Deputy Premier Jeff Seeney said in a briefing to Queensland Country Life last Monday that the new laws would put landholders in a much stronger position and "provide balance" between the parties.
"This is a provision that landholders have never had before," he said.
"It removes the psychological lever that mining companies have held over landholders. I regularly remind resource companies that the Newman government has never condoned a mining sector free-for-all across our most important farming country, or areas of significant environmental value.
"I will not allow extremist claims from mining companies to derail a process that began in opposition as I watched landholder rights slowly and deliberately eroded by Labor."
While the assessment criteria which will show how farmers and miners can coexist are still to be sighted, the criteria and the draft Regional Planning Interest Bill have been the subject of negotiations between the Queensland Government, AgForce and the Queensland Farmers Federation.
Mr Seeney said any new resource development seeking to operate in priority agricultural areas (PAAs), priority living areas, strategic environmental areas and strategic cropping areas will need to meet assessment criteria ensuring no material loss of land, no threat to continued agricultural use and no material impact on irrigation aquifers or overland flow. Outside PAAs, existing strategic cropping land protections will remain.
AgForce policy director Dr Dale Miller said there continued to be concerns over how high quality agricultural land and water would be protected.
"The legislation must place emphasis on landholder agreements and the consultation process to ensure the land and water resource is protected and there is ongoing land use," Dr Miller said.
"Coexistence suggests equal standing and equal say and all affected landholders views need to be taken into consideration as must accumulated impacts at a regional level.
QFF chief executive officer Dan Galligan said the State Government had recognised the importance of the bill.
He said at a recent committee hearing on the Regional Planning Interests Bill Mr Seeney had clarified several points that were high on QFF's agenda, including that regulation to underpin the Bill will be tabled when it is debated in the Parliament.

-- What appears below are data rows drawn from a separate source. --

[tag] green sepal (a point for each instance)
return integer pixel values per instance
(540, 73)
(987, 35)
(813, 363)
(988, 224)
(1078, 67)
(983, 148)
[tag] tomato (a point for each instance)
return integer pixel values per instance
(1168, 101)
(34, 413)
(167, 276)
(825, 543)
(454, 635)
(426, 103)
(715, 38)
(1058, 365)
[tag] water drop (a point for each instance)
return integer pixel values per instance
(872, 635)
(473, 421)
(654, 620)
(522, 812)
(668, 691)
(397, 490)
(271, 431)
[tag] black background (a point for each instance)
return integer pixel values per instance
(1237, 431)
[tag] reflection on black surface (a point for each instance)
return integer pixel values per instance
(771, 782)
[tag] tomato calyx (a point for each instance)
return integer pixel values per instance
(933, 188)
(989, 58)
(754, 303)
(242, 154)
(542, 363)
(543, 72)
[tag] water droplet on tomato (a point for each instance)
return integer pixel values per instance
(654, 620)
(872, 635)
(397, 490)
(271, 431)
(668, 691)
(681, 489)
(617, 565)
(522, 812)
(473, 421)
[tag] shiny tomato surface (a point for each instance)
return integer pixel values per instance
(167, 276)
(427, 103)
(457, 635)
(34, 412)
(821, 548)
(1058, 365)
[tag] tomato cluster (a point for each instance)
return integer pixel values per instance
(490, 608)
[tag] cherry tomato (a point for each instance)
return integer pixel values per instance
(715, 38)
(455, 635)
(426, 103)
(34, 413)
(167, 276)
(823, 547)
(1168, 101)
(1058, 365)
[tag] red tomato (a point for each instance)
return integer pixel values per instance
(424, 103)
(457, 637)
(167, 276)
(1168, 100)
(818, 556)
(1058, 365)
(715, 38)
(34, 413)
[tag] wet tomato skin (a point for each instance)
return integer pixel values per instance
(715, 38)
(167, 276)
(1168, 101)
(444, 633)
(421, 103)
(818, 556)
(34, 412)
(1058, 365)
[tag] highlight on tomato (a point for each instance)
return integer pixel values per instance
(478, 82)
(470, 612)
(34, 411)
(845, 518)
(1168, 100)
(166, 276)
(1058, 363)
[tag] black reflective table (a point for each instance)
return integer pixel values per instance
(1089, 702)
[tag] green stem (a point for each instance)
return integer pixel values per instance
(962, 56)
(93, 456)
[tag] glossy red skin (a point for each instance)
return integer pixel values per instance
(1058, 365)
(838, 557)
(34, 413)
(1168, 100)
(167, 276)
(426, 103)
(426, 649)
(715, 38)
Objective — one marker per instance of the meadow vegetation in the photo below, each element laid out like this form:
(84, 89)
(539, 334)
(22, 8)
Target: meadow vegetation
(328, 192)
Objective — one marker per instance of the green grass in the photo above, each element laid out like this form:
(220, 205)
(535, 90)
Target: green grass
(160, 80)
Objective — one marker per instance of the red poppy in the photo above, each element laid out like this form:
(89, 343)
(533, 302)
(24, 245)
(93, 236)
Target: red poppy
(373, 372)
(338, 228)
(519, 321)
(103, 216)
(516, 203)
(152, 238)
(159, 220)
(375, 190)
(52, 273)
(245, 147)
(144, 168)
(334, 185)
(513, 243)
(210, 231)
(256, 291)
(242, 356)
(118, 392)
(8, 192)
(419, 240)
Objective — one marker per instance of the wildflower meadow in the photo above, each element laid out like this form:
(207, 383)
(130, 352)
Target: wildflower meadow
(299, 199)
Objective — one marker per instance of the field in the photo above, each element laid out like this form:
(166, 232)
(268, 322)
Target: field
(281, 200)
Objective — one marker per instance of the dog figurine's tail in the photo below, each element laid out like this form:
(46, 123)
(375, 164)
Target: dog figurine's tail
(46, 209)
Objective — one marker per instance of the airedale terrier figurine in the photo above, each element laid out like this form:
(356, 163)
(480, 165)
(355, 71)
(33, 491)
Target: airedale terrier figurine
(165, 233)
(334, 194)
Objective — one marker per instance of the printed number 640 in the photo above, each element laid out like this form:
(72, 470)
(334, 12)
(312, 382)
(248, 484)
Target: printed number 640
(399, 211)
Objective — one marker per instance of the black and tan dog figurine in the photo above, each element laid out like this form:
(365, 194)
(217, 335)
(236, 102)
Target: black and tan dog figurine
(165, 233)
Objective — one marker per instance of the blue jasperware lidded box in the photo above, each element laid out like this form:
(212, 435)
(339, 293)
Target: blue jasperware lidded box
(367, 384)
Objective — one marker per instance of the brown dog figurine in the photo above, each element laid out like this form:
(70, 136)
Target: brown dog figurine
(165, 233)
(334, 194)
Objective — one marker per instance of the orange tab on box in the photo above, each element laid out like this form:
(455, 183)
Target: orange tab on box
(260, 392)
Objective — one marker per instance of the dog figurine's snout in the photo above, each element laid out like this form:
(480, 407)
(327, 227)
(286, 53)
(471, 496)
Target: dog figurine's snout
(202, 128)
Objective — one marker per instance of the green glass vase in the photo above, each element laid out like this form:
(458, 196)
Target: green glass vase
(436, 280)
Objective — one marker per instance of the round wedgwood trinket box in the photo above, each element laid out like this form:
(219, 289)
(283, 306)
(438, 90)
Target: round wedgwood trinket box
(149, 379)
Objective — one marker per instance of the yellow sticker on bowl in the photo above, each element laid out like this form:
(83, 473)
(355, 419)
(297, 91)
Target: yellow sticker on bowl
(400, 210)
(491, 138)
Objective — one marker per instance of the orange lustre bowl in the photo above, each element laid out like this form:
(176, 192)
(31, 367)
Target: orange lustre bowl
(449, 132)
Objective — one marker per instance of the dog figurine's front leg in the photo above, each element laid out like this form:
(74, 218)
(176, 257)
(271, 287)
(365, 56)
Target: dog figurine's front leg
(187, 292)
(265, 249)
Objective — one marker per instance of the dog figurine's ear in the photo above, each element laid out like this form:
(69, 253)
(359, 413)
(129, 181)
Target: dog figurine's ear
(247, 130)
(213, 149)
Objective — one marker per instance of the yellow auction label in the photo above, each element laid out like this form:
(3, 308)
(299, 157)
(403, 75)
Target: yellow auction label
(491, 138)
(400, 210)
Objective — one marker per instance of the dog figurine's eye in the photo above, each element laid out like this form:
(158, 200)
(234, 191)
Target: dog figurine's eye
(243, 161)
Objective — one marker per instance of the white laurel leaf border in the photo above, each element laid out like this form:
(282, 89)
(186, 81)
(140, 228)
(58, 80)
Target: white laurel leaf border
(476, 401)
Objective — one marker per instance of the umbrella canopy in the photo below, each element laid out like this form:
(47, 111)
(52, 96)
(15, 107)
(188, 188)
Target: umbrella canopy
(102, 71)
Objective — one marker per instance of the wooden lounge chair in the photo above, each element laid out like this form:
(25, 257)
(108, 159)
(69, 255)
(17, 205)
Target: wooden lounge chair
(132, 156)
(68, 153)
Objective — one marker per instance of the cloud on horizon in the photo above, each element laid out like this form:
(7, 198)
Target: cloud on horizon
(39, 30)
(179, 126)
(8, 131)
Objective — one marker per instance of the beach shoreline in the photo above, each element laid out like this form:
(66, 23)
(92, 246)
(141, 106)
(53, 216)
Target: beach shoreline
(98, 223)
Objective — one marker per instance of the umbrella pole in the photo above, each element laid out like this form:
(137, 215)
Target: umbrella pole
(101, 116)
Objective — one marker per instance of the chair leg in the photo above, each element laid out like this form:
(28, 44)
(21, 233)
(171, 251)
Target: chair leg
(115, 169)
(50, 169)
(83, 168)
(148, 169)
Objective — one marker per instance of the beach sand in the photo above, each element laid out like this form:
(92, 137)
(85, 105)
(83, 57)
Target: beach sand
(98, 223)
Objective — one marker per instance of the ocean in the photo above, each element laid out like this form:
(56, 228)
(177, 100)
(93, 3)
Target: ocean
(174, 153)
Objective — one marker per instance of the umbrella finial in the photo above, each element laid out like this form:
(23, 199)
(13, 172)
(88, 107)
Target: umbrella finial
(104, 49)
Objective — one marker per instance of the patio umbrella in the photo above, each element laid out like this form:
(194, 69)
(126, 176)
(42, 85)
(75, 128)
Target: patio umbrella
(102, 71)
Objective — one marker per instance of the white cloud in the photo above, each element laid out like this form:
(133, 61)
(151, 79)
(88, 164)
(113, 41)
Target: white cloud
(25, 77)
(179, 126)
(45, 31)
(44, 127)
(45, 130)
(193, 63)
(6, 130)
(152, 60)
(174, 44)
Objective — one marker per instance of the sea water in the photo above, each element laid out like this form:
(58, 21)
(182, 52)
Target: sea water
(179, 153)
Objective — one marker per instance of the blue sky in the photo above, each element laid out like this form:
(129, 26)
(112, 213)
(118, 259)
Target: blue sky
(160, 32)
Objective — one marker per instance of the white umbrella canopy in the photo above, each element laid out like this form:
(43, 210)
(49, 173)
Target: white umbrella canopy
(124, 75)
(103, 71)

"In addition, the government intends to take a limited role only in delving into landholder and resource company agreements by providing an exemption under the bill when an agreement is made, and only getting involved when agreement cannot be reached.
"In so doing the Deputy Premier was very clear: landholders must be consulted on how developments take place on their property and on this QFF wholeheartedly agrees," Mr Galligan said.
Mr Galligan said QFF was now waiting for further detail to explain how farmers' rights are maintained under these laws.
"Central to that will be the recognition that within identified Priority Agricultural Areas (PAA), landholders must be allowed a say how coexistence would occur," Mr Galligan said.
"It is this implementation step that has been missing so far and this is the solution that agricultural industry bodies have provided in their suggested coexistence framework.
"Now we need to see the government pick up that framework and make it a reality.
The new laws have met a backlash from the mining industry which has been frantically attempting to block the power shift.
"The new laws were only ever going to shift power from miners to landholders to provide balance," Mr Seeney said.
"Miners were always going to be angry and upset with these changes."